Printable Version
Pronunciation: jawn-tee Hear it!

Part of Speech: Adjective

Meaning: 1. Sprightly, lively, cheerful, upbeat, self-confident, chipper. 2. Dapper in appearance, natty, spiffy, strikingly stylish.

Notes: Today's Good Word is all the more enjoyable because it sounds so colloquial: it has a jaunty air about it. It comes with an adverb, jauntily, and a noun, jauntiness.

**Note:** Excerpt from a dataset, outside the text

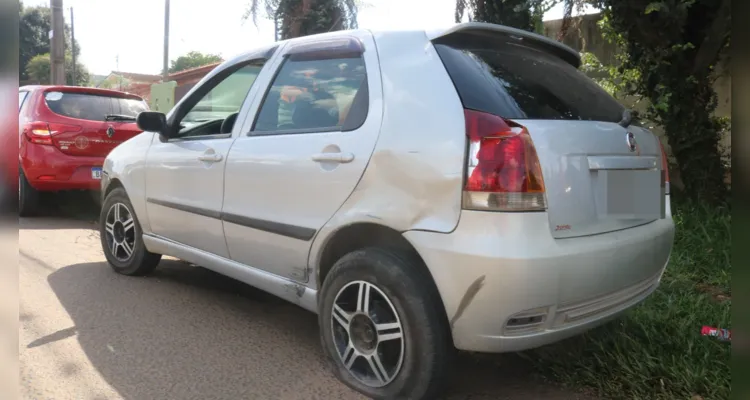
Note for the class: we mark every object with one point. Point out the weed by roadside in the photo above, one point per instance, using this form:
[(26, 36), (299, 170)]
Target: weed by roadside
[(655, 351)]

In Play: The sense of this word is perhaps best captured by music: "The block party featured dancing in the street to jaunty reggae music." Here is a sentence with both senses of today's word: "Whenever Natalie Cladde came to work with a jaunty walk, she would be wearing a jaunty cap or jacket."

Word History: First of all, today's word is wholly unrelated to the word jaunt "a short trip", a word whose origins remain a mystery. English, as I have said before, has the most enormous appetite for words from other languages. English borrowed the French word gentil (pronounced [zhaNtee]) "high-born, noble, elegant, sophisticated" three times. In the early 1200s English tasted this word for the first time when the L was still pronounced. After a series of phonetic and semantic changes it arrived at our doorstep as gentle. But this did not accurately reflect the French pronunciation (see above), so while some allowed for the changes that brought us to gentle, others tried to retain the French pronunciation. By the middle of the 17th century this pronunciation had become another word, this Good Word. The first written forms were jantee and janty, accented on the end. English speakers finally agreed on jaunty, but by that time the meaning of the word had also changed. English so enjoyed this so much, it feasted on the feminine form (gentille) of the same word at the end of the 16th century and turned it into genteel. French was English's favorite lexical restaurant and gentil was, apparently, a favorite dish. (Today's gratitude is owed the ever jaunty Rob Towart for recommending this Good Word.)